Daniel LeBlanc "settled on the north bank of the Port-Royal River (today the Annapolis River), to the northeast of the marsh at Bélisle, about nine miles above the fort at Port-Royal, and a half mile below the chapel of Saint-Laurent, where he died between the years 1693-1698."

Daniel LeBlanc's farm was alongside the Gesner Creek, where it enters into the River. Here are some photos of the site as viewed from Route 1.

And here's a picture I took later in the day from across the river (from a spot about a kilometer west of the Inglis Farm and fruit-stand which marks the location of the Girouard village).

Champlain's first settlement, established in 1605, is commemorated at the reconstructed Port-Royal at the mouth of the Annapolis basin. The wooden "Habitation" stood until 1613, when it was burned by Virginians. The Habitation was reconstructed by the Canadian government in 1939, based on drawings in Champlain's own hand.

One of the things that struck me about the reconstruction was the presence in each bedroom/bunkroom of a crucifix and a prie-dieu. As we view a small chapel in the corner, a woman comes in, turns a little red, and says she lost her glasses, and if they aren't there, at least she can say a prayer. While saying this, she kneels at the altar rail, and makes the sign of the cross. I say, "St. Anthony, help us." She flashes a big smile.

Walking around the outside we met Wayne Melanson, and after taking his photo at the entrance, we introduced ourselves and said we were told we should talk to him. He lit up at the names I mentioned of folks who had recommended him, and we stood in the shade of a tree enjoying the breeze and chatted for quite some time. He's dressed in typical 17th-century Acadian attire, including wooden shoes (the archaeologists at Grand-Pré found a pair, well-preserved by the mud despite the passing of 250 years). He gave my kids a quick run down of Acadian history, as well as the relationships between the Acadians and the Micmac or M'ikmaq Indians (which, I learned, is pronounced "mig-muh").

 

He pointed out the general area of the Melanson Settlement, about a kilometer away, behind a dike that we could see from where we stood. We're both descended from Charles Melanson, which would make us, oh, about 10th cousins. He's also descended from the LeBlancs.

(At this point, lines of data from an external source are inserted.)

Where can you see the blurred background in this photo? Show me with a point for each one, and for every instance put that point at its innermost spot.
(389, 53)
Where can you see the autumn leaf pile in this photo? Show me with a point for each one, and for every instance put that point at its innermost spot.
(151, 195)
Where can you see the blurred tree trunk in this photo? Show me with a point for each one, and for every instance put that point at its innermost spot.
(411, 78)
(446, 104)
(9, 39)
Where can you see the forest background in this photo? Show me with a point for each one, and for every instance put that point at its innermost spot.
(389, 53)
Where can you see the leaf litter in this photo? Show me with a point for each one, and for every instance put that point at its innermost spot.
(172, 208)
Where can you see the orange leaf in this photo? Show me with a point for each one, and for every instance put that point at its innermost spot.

Wayne said his twin brother, Alan, is a guide at Fort Anne, and does a late night tour of the cemetery, which he urged us to take in, if we had the time. He said that the English cemetery was built in the same location as the Acadian cemetery, and that there is a clearly noticeable rectangular space which is empty, which is where the Acadian graves are; they used wooden crosses, which have since rotted. This is where all our Port-Royal ancestors are buried.

We said good-bye, and headed on to the town now known as Annapolis Royal; here is where the French reestablished Port-Royal in 1635. This was where Acadia became a full-fledged colony, and not simply a trading post. It was taken by the British in 1710, and renamed in honor of Queen Anne. Here's a good view from the north shore. At the far right you can see Ft. Anne; St. George Street follows the river, and was the main street of the town when my ancestors lived here.

Some pictures of Fort Anne. The earthworks, of French construction, date to 1702; the building is British, post-exile.

There's a nice museum inside. One of the exhibits includes a knife and fork found at the Melanson Settlement. Funny that such a simple thing should have the impact on me that it did. But just reflect a moment on what it must be like to see before your eyes a knife and fork that an ancestor of yours likely used nearly 300 years ago.

The kids simply said, "Oh," and were eager to run outside and climb up and down the ramparts and explore the tunnels and casemates.

On the south end of Fort Anne is the cemetery. As Wayne had said, you can easily tell where the Acadian graves are located.

Across the road, and a couple hundred yards to the west, beyond a restaurant serving "Chinese and Canadian food," there's a nice spot where you can view some of the dikes behind the Historic Gardens.

Heading back into town, we walked down St. George Street, and passing a pizza parlor, I was told it was time for supper. Well, it was a madcap experience. We were the only customers, and ordered a large rectangular pizza. After about twenty minutes, the girl fixing it called anxiously to her co-worker for help. We looked at each other. She came out and apologized that she had made a mess trying to take it out of the oven, and asked if we minded waiting another twenty minutes. We laughed and said, "No problem." Let me tell you, this is not the way I usually respond to such a mishap. But I was in a good mood, and the family would have killed me if I had made them get back in the car to try to find another place to eat in this town of 600 people.

I asked if anyone wanted to take a walk while we waited, and only my son volunteered. We walked the length of St. George Street, down to a pier, and then back along a boardwalk past the small lighthouse. The Sinclair House Inn is the oldest building in Annapolis Royal, and combines a couple of structures that were built before 1710.

 

We returned to the pizza parlor in time to greet our dinner as it was placed on the table. The server was apologetic, and thanked us for being so patient. I asked if she would mind treating us to a second round of drinks, by way of compensation, and she was happy to oblige. She had had a rough day, and she said, "It's customers like you that make it all worthwhile."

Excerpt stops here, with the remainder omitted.